The issue is narrower: the contract accepts third-party bonus capital through contributeBonus() while leaving expiry mutable because expiryLocked is only set inside stake(). That creates a mismatch between when external capital becomes committed and when core economic terms become immutable.
expiryLocked is only set in stake(), while contributeBonus() leaves expiry mutable.
This means real third-party capital can enter the pool while the sponsor still retains unilateral control over the underwriting horizon.
Likelihood:
Bonus contributions are permissionless and can occur before the first stake.

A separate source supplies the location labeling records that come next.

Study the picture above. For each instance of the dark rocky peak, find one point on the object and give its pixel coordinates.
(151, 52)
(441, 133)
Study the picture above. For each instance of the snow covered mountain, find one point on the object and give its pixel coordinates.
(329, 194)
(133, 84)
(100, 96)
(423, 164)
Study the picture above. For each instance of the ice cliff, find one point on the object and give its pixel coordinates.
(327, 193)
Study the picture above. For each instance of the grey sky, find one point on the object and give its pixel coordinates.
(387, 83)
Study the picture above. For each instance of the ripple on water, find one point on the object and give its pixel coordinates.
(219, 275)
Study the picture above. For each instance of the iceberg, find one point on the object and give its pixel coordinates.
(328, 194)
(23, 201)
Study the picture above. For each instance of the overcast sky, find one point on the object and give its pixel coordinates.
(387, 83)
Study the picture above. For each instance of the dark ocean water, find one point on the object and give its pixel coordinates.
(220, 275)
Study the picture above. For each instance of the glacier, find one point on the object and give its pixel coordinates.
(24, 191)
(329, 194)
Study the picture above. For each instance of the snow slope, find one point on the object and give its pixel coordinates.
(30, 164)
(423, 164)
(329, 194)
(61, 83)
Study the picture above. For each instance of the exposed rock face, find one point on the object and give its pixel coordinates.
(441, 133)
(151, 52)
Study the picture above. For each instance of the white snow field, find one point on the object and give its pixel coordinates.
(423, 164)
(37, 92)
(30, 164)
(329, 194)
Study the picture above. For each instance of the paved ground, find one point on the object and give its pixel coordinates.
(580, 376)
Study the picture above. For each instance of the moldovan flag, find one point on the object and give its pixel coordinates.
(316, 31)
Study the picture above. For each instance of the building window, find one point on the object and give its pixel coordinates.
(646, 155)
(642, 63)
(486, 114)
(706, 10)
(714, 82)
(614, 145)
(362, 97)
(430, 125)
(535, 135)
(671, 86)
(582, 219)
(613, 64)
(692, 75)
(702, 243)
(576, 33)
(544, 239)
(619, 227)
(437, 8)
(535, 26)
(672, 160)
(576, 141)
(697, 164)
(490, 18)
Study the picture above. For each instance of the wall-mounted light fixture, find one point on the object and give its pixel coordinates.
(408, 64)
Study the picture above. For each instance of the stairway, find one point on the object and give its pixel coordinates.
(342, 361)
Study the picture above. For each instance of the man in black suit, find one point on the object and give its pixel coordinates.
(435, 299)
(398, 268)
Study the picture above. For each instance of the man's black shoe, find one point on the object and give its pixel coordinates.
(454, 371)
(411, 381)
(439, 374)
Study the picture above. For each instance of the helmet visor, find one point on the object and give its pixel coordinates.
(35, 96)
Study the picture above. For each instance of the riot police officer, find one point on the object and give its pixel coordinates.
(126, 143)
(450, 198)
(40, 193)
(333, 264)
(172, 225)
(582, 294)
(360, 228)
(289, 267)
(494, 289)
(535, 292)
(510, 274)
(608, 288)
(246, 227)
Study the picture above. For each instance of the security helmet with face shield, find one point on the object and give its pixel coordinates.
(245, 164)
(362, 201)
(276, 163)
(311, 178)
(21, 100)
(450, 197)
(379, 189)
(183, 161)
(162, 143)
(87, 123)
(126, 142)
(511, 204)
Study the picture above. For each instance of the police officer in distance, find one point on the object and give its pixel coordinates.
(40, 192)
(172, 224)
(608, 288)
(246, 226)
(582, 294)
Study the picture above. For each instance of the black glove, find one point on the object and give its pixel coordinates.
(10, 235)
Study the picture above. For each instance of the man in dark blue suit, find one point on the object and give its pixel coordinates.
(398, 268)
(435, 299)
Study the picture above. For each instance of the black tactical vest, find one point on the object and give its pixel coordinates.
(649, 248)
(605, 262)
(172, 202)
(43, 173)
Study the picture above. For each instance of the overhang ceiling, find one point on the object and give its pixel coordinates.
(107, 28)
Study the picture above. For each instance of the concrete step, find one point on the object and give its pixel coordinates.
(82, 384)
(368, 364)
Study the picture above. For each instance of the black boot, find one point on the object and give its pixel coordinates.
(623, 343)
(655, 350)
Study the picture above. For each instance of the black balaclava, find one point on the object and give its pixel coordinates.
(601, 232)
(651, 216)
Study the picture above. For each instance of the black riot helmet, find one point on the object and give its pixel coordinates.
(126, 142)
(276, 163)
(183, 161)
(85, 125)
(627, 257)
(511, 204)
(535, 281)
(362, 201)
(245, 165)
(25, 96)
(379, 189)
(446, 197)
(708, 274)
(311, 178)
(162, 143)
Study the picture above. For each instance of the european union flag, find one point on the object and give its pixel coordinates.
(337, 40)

During that period, the sponsor still has full access to setExpiry() because expiryLocked remains false.
Impact:
During that period, the sponsor still has full access to setExpiry() because expiryLocked remains false.
This changes the economics of the pool after outside capital has already been committed.
The attached Foundry test demonstrates that a sponsor can set a long advertised expiry, accept bonus funding, keep expiryLocked == false, shorten the pool to the minimum allowed term, and cause the same bonus to resolve under the shortened market.
The sponsor configures the pool with a long expiry (e.g. 180 days).
A third party contributes bonus capital to attract future stakers.
No one has staked yet, so expiryLocked remains false.
The sponsor calls setExpiry() and shortens the term to the minimum allowed lead (e.g. 30 days).
The pool later reaches expiry under the shortened term, and the bonus is now distributed or swept under a materially different market duration than the contributor observed when funding it.
Result:
A contributor can fund a long-duration confidence market, but the sponsor can still reprice it into a much shorter-duration market after bonus capital has already entered.
The mitigation is to lock expiry when bonus capital is committed, not only when stake capital is committed. This ensures the sponsor cannot change the underwriting duration after outside economic value has already entered the pool.